Svenson was at work when he heard about the fire and skirted police barricades until he reached the entrance to the park. It was so hot, he had to back up. Svenson and McDaniels found each other at the Jackson County fairgrounds, which had been transformed into an encampment. When Svenson pulled in he noticed his gas tank was completely empty. He’d been running on fumes. They ran toward each other, arms outstretched.
“Now when this becomes a Lifetime movie, I want Sandra Bullock for her,” says Svenson. “I’m going to be played by Kiefer Sutherland.”
The pair grin at each other. He’s a screen printer, with long hair tied into a ponytail and a bushy beard. He talks a mile a minute. When McDaniels interjects, she’s a quiet and calm antidote to his energy. They met 30 years ago at a party in Hayward, California.

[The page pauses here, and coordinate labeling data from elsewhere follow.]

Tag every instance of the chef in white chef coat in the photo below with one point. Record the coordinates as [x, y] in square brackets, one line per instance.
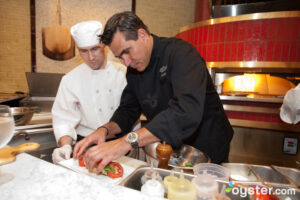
[89, 94]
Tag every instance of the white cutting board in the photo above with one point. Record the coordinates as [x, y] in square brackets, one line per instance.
[73, 165]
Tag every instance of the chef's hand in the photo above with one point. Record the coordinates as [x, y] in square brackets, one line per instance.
[97, 137]
[61, 153]
[107, 152]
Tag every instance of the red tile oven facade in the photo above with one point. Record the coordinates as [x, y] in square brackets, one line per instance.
[269, 42]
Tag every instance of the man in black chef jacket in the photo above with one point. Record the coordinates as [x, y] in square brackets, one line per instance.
[167, 81]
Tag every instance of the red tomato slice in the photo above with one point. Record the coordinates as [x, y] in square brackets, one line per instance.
[118, 170]
[81, 161]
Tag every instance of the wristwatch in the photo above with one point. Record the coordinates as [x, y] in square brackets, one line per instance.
[132, 139]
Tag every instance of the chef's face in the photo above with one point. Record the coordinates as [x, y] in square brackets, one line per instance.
[134, 53]
[93, 56]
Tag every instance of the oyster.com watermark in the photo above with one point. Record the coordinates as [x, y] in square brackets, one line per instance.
[258, 190]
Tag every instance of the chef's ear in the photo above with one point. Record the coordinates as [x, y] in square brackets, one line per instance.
[142, 34]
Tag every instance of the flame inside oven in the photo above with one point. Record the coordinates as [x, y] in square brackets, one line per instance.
[256, 84]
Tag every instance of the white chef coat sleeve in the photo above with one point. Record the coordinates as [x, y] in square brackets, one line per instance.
[65, 112]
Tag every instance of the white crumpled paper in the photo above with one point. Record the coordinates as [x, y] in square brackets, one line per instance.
[290, 109]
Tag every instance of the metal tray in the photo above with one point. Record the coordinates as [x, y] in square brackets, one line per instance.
[291, 173]
[269, 175]
[133, 181]
[287, 193]
[240, 172]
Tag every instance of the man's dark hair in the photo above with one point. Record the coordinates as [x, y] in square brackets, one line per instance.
[126, 22]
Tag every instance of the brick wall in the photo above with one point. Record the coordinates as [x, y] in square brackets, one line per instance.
[163, 18]
[166, 17]
[14, 45]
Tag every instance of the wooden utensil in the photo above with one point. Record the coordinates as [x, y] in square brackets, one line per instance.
[8, 154]
[57, 41]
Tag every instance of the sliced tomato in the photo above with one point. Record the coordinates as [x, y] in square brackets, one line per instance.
[81, 161]
[118, 170]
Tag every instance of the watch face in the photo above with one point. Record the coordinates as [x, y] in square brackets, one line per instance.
[132, 137]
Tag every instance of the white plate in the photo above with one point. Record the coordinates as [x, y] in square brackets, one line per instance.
[73, 165]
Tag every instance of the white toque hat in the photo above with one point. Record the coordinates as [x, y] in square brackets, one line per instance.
[86, 33]
[290, 109]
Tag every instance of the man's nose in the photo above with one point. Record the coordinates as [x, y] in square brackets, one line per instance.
[126, 60]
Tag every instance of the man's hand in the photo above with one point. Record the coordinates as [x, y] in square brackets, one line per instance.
[97, 137]
[62, 153]
[107, 152]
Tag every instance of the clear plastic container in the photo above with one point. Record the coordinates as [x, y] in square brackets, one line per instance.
[216, 171]
[153, 188]
[182, 189]
[168, 180]
[206, 186]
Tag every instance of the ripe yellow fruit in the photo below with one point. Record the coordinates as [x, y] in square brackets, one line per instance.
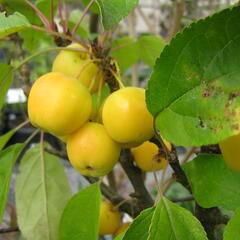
[91, 151]
[130, 145]
[125, 116]
[110, 219]
[230, 149]
[146, 157]
[73, 63]
[59, 104]
[123, 228]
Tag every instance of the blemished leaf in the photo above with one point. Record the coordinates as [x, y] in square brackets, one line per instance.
[171, 221]
[150, 48]
[139, 228]
[194, 88]
[6, 77]
[7, 159]
[113, 11]
[127, 54]
[213, 183]
[80, 219]
[13, 23]
[42, 191]
[232, 229]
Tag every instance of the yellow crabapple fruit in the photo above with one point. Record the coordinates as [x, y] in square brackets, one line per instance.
[59, 104]
[122, 228]
[76, 64]
[146, 156]
[91, 151]
[125, 116]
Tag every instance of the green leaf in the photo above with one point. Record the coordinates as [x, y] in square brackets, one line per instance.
[120, 236]
[80, 219]
[7, 159]
[94, 8]
[6, 77]
[140, 226]
[13, 6]
[232, 229]
[5, 138]
[213, 183]
[127, 54]
[113, 11]
[13, 23]
[194, 89]
[171, 221]
[42, 191]
[150, 48]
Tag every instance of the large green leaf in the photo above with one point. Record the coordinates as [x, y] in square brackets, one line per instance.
[42, 191]
[232, 230]
[194, 91]
[6, 77]
[80, 219]
[7, 159]
[13, 23]
[171, 221]
[150, 48]
[12, 6]
[213, 183]
[113, 11]
[127, 54]
[22, 7]
[139, 228]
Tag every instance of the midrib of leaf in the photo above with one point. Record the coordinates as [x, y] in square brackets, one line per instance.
[170, 219]
[44, 186]
[5, 78]
[198, 85]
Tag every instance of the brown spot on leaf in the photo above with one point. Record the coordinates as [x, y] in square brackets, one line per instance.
[207, 92]
[235, 127]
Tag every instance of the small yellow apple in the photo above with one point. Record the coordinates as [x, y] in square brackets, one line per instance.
[73, 63]
[91, 151]
[146, 156]
[230, 149]
[59, 104]
[125, 116]
[110, 219]
[130, 145]
[122, 228]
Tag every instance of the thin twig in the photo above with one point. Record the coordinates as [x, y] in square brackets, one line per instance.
[186, 199]
[82, 16]
[64, 36]
[9, 230]
[188, 154]
[52, 15]
[150, 26]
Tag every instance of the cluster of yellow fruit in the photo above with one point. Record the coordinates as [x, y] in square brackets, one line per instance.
[60, 102]
[110, 220]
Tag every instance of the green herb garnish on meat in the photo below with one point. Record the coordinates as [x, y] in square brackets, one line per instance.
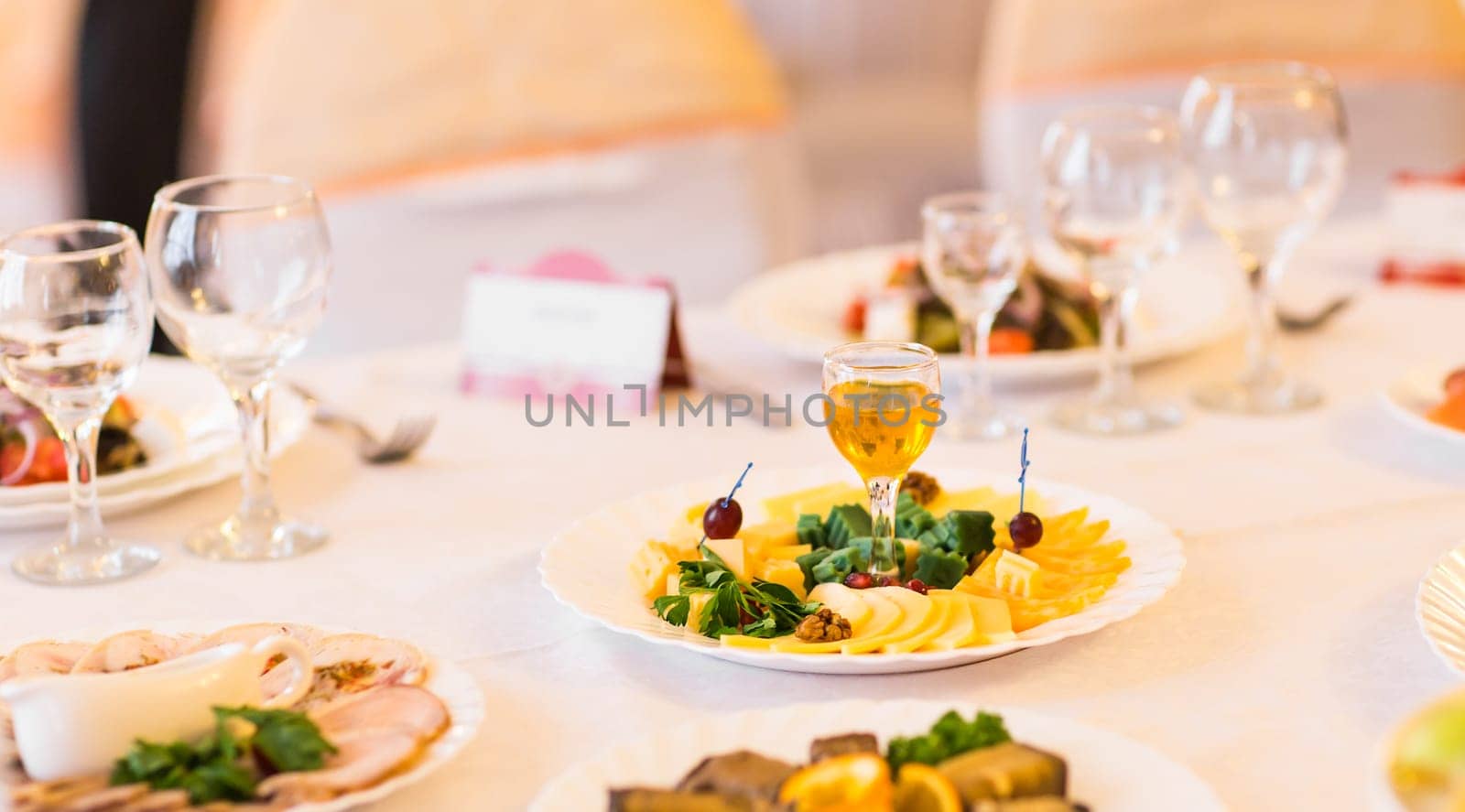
[950, 736]
[223, 763]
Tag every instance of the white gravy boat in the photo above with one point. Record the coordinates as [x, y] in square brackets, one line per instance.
[80, 724]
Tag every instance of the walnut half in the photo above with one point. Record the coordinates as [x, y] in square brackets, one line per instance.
[824, 626]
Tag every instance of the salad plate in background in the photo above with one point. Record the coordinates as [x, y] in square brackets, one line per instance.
[185, 428]
[1101, 770]
[1432, 400]
[1047, 329]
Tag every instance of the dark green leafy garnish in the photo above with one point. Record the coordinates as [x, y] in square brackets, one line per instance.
[950, 736]
[220, 767]
[759, 609]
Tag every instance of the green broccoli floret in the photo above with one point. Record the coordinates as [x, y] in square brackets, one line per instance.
[810, 531]
[840, 563]
[910, 517]
[939, 569]
[961, 531]
[846, 522]
[808, 563]
[866, 546]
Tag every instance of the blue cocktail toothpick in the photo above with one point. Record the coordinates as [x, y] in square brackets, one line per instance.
[1022, 480]
[736, 485]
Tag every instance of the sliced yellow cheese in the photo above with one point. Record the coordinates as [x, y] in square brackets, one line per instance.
[961, 626]
[652, 565]
[844, 601]
[1015, 573]
[1077, 536]
[993, 621]
[884, 617]
[790, 553]
[786, 573]
[916, 614]
[732, 555]
[769, 536]
[939, 617]
[1057, 528]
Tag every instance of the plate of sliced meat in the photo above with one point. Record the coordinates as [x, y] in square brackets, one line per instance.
[390, 714]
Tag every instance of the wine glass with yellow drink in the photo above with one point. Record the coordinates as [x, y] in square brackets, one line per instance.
[883, 405]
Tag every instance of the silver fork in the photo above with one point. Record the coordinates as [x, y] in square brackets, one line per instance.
[407, 437]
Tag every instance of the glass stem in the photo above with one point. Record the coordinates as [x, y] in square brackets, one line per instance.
[883, 528]
[80, 438]
[1262, 363]
[976, 341]
[1115, 324]
[258, 504]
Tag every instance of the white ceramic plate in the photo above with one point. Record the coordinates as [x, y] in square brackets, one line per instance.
[586, 569]
[446, 679]
[1439, 606]
[194, 443]
[1105, 770]
[1413, 395]
[1186, 304]
[185, 417]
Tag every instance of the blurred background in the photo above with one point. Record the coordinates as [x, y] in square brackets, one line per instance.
[702, 141]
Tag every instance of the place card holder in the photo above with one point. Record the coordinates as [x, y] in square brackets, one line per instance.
[570, 327]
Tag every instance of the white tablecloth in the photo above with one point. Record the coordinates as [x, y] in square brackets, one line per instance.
[1286, 653]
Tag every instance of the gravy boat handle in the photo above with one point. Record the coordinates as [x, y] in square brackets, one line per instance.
[297, 658]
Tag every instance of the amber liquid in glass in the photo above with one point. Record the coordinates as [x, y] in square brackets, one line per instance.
[883, 428]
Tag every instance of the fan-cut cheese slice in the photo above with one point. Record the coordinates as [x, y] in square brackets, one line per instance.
[961, 626]
[916, 614]
[939, 617]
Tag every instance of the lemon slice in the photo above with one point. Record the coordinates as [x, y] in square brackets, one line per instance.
[859, 782]
[923, 789]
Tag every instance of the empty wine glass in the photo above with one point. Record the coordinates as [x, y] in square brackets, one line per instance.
[1267, 141]
[883, 405]
[239, 270]
[75, 323]
[971, 251]
[1115, 190]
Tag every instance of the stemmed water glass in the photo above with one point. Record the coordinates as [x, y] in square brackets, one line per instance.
[1267, 141]
[883, 407]
[1115, 192]
[75, 323]
[239, 270]
[973, 251]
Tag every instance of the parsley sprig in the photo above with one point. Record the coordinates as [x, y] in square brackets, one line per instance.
[759, 609]
[222, 765]
[950, 736]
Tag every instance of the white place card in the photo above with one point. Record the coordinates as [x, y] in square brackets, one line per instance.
[566, 327]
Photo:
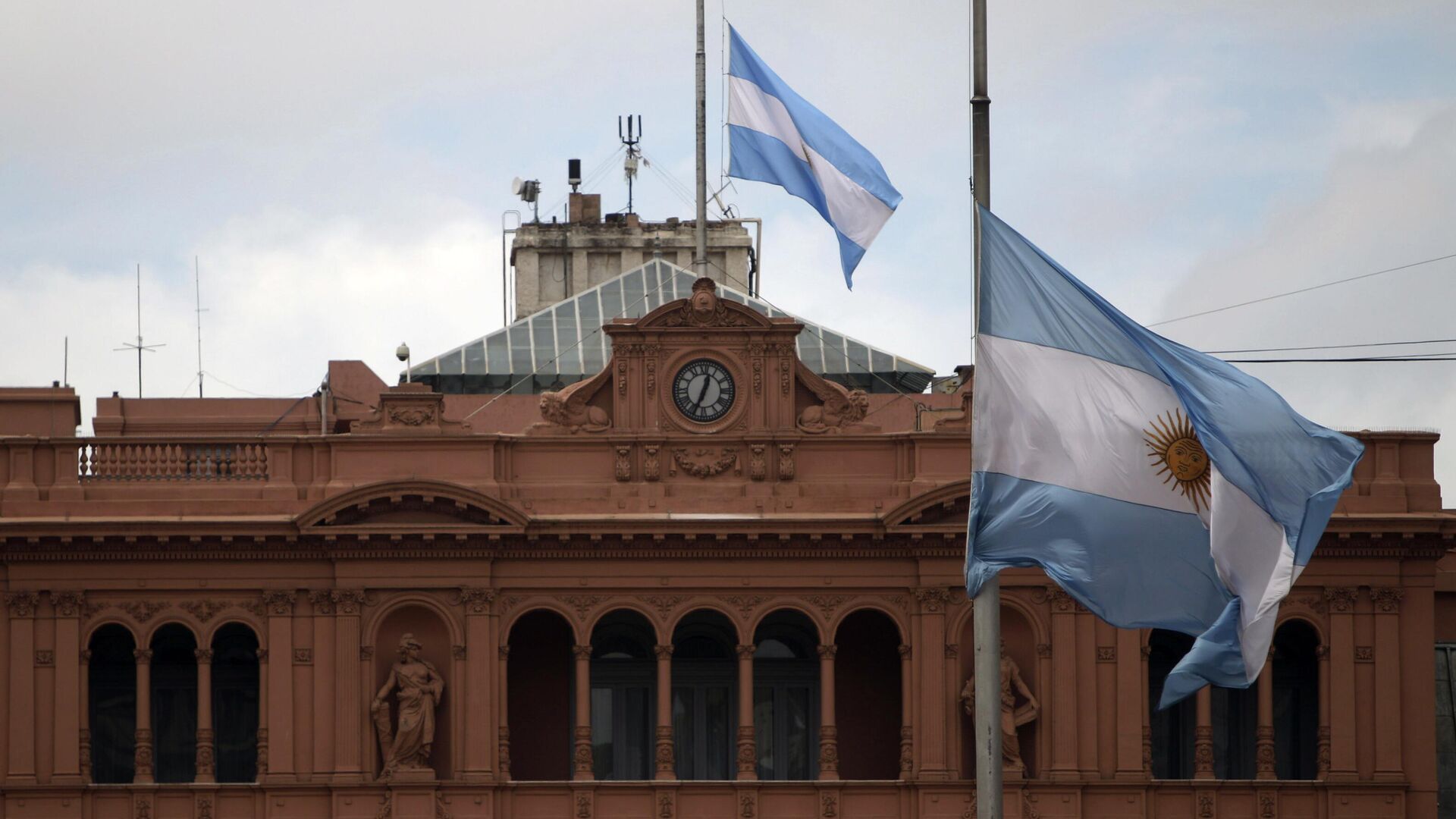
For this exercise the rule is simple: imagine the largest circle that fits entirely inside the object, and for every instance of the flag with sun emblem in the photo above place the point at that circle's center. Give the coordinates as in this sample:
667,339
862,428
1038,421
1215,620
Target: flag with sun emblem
1161,487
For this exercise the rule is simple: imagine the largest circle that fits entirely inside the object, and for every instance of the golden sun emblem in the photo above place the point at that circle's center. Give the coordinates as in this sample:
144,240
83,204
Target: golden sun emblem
1174,445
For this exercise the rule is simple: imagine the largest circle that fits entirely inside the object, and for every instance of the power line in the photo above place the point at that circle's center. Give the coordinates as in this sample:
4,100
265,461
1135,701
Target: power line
1304,290
1327,347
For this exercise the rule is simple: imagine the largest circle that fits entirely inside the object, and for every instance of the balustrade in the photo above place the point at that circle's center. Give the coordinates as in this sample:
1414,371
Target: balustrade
166,461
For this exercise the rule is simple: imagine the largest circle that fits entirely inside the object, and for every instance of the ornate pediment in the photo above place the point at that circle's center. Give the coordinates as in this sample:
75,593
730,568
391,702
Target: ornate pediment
704,309
410,409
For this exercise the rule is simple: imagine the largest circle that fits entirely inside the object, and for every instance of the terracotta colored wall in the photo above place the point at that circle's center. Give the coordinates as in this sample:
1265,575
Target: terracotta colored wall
539,697
867,670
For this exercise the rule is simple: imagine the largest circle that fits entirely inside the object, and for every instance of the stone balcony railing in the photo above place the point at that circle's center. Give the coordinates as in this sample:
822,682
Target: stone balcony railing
127,460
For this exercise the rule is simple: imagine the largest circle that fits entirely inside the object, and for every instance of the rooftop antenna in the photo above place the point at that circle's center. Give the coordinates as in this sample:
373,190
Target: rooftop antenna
634,153
139,346
197,283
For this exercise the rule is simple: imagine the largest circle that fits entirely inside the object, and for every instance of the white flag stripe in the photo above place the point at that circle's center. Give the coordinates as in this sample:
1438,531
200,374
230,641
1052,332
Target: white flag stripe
855,212
1071,420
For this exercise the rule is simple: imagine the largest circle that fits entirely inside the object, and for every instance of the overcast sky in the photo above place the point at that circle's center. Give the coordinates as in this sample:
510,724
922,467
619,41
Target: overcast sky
341,172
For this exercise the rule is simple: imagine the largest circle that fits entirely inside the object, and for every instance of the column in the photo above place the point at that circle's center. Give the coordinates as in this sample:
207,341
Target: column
262,713
1341,681
83,714
932,720
1264,733
747,751
280,686
906,717
503,751
829,735
1323,744
1203,735
206,767
66,763
348,713
476,682
666,768
582,754
22,686
143,754
1388,678
1130,704
1063,686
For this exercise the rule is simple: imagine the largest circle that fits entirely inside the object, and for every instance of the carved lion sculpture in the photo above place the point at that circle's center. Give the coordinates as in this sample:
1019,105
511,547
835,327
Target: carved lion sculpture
570,410
839,411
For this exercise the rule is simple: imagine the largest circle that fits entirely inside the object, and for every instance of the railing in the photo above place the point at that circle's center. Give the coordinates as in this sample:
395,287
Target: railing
224,461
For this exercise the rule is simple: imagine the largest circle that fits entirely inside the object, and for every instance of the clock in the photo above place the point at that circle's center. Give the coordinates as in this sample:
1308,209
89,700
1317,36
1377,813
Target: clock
704,391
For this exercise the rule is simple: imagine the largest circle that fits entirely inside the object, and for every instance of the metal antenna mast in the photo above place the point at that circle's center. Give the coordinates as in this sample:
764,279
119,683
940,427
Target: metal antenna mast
634,153
197,283
139,346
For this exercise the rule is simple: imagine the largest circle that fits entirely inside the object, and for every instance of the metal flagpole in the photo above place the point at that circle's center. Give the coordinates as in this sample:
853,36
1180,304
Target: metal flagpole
986,608
701,224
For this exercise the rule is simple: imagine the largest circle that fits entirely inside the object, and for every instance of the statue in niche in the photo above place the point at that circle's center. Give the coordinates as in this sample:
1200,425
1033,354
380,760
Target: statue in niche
419,687
1012,716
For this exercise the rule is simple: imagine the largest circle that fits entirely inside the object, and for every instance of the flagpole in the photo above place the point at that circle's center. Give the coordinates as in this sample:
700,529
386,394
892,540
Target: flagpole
701,224
986,608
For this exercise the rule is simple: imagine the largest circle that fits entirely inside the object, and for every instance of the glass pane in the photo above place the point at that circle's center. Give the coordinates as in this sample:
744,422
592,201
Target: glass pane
683,732
601,745
635,733
764,732
717,733
797,735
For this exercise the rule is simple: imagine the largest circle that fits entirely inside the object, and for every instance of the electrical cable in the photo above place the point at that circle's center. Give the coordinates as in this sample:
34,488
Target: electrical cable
1304,290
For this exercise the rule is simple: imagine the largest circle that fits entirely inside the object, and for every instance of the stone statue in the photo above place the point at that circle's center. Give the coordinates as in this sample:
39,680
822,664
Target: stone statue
419,689
1012,716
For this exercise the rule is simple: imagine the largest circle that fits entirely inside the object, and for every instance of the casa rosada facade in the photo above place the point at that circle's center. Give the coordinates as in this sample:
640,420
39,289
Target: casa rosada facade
701,583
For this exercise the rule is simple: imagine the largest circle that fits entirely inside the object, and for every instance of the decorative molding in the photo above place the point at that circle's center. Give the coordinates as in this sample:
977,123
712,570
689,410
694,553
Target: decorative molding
1386,598
322,602
347,601
704,463
1341,598
932,598
278,601
69,604
476,599
22,604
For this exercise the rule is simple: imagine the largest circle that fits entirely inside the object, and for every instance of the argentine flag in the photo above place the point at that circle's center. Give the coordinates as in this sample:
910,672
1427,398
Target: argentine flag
778,137
1161,487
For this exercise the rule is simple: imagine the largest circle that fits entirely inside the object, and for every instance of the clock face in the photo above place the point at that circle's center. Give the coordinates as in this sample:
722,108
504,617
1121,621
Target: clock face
704,391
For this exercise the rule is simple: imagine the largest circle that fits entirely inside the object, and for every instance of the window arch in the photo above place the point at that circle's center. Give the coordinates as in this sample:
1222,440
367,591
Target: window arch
112,704
174,703
235,703
705,697
623,687
1296,701
785,697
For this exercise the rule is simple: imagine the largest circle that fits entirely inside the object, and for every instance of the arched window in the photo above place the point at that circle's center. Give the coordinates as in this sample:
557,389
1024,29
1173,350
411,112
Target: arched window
785,697
1296,701
538,697
112,707
235,703
1172,729
704,697
867,695
623,682
174,703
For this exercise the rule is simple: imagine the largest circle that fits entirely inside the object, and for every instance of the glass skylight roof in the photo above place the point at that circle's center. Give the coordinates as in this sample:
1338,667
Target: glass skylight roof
564,343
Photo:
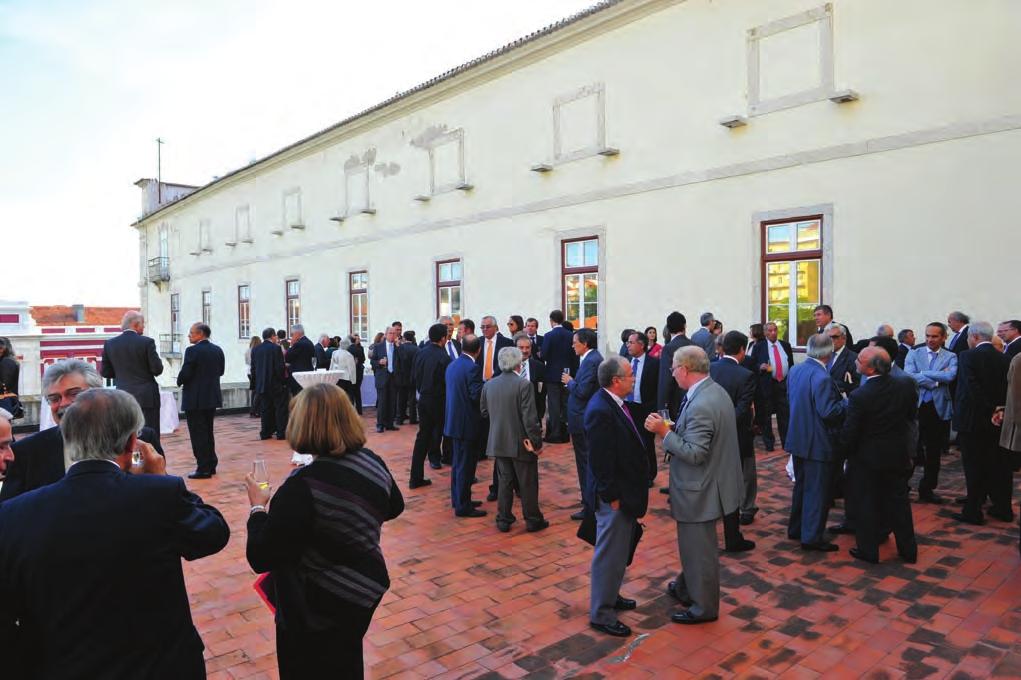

He offered her a slice of pizza, and they’ve been together since.
McDaniels believes they experienced divine intervention on the Tuesday of the fire. The noise that woke her, the gas tank that kept giving, the fact that she ran on an ankle that never healed from a bad break. Perhaps it was the doing of their son, she says, who died 10 years ago in a car accident at age 19. The urn with his remains was in their home, and they haven’t been able to retrieve it. They didn’t intend to leave their son there, Svenson says. “But it’s the only thing we need.”
He wraps McDaniels in a hug. They’ve stayed together, he says, “through the pain of 2010 and the pain of 2020.”
“It brings us together,” McDaniels adds. “It tears some people apart.”
Before the fire, she had wanted to leave Oregon. But in the days after the fire, she watched the outpouring of support: A friend who set up a bed for them; the bikers having a fish fry in the Walmart parking lot; Svenson’s boss, who handed him $1,000 without comment.
She looks around the darkening parking lot at Ringgard, who stands nearby with a beer. They’d recognized him from their mobile home park in Phoenix a few days after the fire and urged him to get a room at the Best Western. “Since coming here I’ve gained so many friends,” she says. “That’s the reason I’m going to stay.”
Svenson and McDaniels plan to get married and settle on a piece of land with no trees. McDaniels points at a tote bag of insurance paperwork she’s been working on.
“They say Phoenix will rise from the ashes,” she says. “And it will.”